Sometimes a slight nudge is all it takes to get documents straight

This project started as a missing piece in our OCR pipeline at work—documents were coming in at all sorts of crazy angles! I took on the challenge of building a model to automatically detect and correct document orientation, creating a robust system that could handle 8 different rotation classes (0° to 315° in 45° increments) efficiently. Rather than go with a massive model, I focused on efficiency and landed on MobileNetV3-small as the backbone, then enhanced it with two key architectural innovations that made all the difference.

The Architecture: Small but Mighty

The foundation was MobileNetV3-small—perfect for production deployment, lightweight enough for mobile devices but powerful enough for accurate predictions. The first enhancement was CoordConv (Coordinate Convolutions), my first deep dive into this technique that adds coordinate channels to the input, essentially giving the network a "GPS system" for understanding spatial position.

Traditional convolutions are translation-invariant, which sounds good but can be problematic for rotation detection where absolute position matters—CoordConv helps distinguish between a rotated page with text in the top-left versus bottom-right.

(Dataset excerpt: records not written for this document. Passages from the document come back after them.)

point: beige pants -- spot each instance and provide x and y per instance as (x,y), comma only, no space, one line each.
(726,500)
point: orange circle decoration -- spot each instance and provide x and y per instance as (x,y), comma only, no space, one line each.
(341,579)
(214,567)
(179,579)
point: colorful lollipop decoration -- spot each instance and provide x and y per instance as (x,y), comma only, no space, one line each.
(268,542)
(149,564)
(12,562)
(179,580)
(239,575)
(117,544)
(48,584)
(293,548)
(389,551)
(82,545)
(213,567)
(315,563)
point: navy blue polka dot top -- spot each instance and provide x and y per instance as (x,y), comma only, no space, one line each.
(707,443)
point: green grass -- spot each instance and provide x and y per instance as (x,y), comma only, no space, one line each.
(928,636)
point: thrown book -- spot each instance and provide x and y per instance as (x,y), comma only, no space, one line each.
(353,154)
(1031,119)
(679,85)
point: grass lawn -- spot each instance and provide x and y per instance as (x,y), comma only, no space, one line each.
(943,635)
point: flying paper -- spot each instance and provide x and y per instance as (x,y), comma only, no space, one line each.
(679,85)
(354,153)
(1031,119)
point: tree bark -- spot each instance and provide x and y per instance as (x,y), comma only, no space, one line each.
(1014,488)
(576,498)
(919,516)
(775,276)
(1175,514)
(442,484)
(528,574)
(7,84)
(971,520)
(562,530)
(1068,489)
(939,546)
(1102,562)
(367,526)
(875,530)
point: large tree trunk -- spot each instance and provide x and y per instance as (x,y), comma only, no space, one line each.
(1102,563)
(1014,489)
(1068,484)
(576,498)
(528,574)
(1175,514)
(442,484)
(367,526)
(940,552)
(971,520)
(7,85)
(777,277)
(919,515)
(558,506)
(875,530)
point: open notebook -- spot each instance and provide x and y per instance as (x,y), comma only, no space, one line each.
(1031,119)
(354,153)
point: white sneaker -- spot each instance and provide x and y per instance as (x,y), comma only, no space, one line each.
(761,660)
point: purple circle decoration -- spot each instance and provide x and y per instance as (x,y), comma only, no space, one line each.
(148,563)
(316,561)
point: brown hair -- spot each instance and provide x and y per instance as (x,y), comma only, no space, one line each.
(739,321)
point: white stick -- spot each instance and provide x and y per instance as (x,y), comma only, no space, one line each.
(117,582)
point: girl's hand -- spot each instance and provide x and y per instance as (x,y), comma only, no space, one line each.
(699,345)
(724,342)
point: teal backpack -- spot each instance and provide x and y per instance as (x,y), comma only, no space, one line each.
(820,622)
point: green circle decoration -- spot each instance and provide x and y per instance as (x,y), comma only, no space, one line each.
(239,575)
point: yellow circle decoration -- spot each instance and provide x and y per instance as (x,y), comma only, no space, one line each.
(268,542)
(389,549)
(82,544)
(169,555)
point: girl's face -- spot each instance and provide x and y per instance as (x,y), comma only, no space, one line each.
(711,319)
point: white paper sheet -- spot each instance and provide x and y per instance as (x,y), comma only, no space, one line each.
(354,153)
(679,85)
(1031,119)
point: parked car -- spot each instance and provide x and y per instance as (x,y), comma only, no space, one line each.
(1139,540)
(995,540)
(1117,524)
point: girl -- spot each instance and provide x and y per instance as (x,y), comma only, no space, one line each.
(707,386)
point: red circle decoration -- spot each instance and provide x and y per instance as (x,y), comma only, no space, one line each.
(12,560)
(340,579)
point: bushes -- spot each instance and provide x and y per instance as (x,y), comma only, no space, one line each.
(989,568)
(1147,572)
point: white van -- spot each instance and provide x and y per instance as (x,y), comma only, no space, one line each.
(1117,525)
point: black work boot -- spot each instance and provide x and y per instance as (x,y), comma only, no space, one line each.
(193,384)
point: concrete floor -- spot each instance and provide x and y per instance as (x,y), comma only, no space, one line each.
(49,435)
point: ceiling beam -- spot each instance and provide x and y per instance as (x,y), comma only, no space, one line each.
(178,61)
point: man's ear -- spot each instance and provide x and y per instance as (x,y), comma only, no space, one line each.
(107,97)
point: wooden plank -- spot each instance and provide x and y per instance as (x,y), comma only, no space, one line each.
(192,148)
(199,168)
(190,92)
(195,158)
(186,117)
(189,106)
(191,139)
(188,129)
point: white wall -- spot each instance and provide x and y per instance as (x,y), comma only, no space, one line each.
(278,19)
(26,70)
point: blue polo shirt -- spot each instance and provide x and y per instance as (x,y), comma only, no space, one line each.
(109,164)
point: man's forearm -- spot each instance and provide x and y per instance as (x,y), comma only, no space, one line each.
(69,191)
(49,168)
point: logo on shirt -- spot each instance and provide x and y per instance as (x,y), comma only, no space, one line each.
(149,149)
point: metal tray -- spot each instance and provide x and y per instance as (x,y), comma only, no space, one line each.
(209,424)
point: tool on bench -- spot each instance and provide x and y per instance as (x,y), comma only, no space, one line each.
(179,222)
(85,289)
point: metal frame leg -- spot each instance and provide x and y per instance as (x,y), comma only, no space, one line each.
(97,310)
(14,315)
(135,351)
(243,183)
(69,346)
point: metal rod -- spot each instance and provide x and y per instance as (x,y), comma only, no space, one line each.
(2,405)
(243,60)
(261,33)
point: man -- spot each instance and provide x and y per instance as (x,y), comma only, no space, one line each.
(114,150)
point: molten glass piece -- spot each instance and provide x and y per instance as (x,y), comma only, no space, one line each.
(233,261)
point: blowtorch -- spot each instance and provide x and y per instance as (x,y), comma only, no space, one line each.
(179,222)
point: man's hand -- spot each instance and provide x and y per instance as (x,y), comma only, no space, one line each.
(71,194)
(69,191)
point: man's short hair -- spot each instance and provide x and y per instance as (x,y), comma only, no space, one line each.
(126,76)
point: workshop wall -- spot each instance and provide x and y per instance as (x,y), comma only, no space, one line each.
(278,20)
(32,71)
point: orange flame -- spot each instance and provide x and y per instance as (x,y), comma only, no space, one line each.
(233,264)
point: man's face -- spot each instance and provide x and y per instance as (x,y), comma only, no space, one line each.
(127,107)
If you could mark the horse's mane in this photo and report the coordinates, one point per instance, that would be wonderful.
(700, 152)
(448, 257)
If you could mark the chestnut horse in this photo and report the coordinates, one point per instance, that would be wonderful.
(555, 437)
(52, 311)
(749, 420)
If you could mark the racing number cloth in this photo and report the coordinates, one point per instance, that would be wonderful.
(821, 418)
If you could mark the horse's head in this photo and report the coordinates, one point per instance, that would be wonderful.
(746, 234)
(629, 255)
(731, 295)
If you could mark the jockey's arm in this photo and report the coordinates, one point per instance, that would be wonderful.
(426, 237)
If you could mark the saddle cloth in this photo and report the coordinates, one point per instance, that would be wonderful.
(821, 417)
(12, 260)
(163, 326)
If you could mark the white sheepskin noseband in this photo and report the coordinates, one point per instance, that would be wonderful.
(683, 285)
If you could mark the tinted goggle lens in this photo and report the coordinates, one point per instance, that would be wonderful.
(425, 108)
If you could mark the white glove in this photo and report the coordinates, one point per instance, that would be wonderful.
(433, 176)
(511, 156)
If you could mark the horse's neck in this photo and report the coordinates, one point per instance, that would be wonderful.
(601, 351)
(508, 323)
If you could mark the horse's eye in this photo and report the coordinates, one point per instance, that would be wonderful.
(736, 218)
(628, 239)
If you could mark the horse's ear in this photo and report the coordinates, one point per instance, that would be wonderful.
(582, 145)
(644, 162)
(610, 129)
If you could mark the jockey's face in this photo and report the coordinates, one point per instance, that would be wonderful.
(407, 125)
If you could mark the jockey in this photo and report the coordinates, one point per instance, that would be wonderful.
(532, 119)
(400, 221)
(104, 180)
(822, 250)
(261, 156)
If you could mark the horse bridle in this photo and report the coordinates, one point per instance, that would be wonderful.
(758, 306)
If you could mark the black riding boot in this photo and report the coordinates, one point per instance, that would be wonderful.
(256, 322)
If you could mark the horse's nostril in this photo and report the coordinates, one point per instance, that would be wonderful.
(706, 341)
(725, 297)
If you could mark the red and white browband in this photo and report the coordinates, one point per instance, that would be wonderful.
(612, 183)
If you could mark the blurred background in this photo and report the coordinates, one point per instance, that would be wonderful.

Attention and Training Strategy

The second key addition was CBAM (Convolutional Block Attention Module), which applies attention along both spatial and channel dimensions. This dual-attention mechanism works beautifully:

  • Channel attention identifies which features are most important (text vs. background)
  • Spatial attention pinpoints where those features are most relevant

Training data came from three diverse sources to ensure broad applicability:

  • RVL-CDIP for real-world government and corporate documents
  • PubLayNet for academic papers with different layouts
  • MIDV-500 for identity documents with structured layouts

This diversity was crucial since documents in the wild vary dramatically in layout, text density, and visual characteristics. The dual-head output architecture predicts both rotation class and confidence score, with the confidence head proving invaluable for production deployment—knowing when the model is uncertain allows for human fallback.

Production Impact

In our OCR pipeline, document rotation was a silent killer—slightly rotated documents would produce garbled text extraction, requiring manual intervention. This model automated the correction step, dramatically improving downstream OCR accuracy.

The 8-class approach struck the right balance between precision and practical utility, and while arbitrary angle detection would be more elegant, most real-world document rotation falls into these discrete categories. The project perfectly captures what I love about applied machine learning: starting with a real-world problem, diving deep into technical solutions like CoordConv and CBAM, and ending up with something that actually makes a difference in production systems.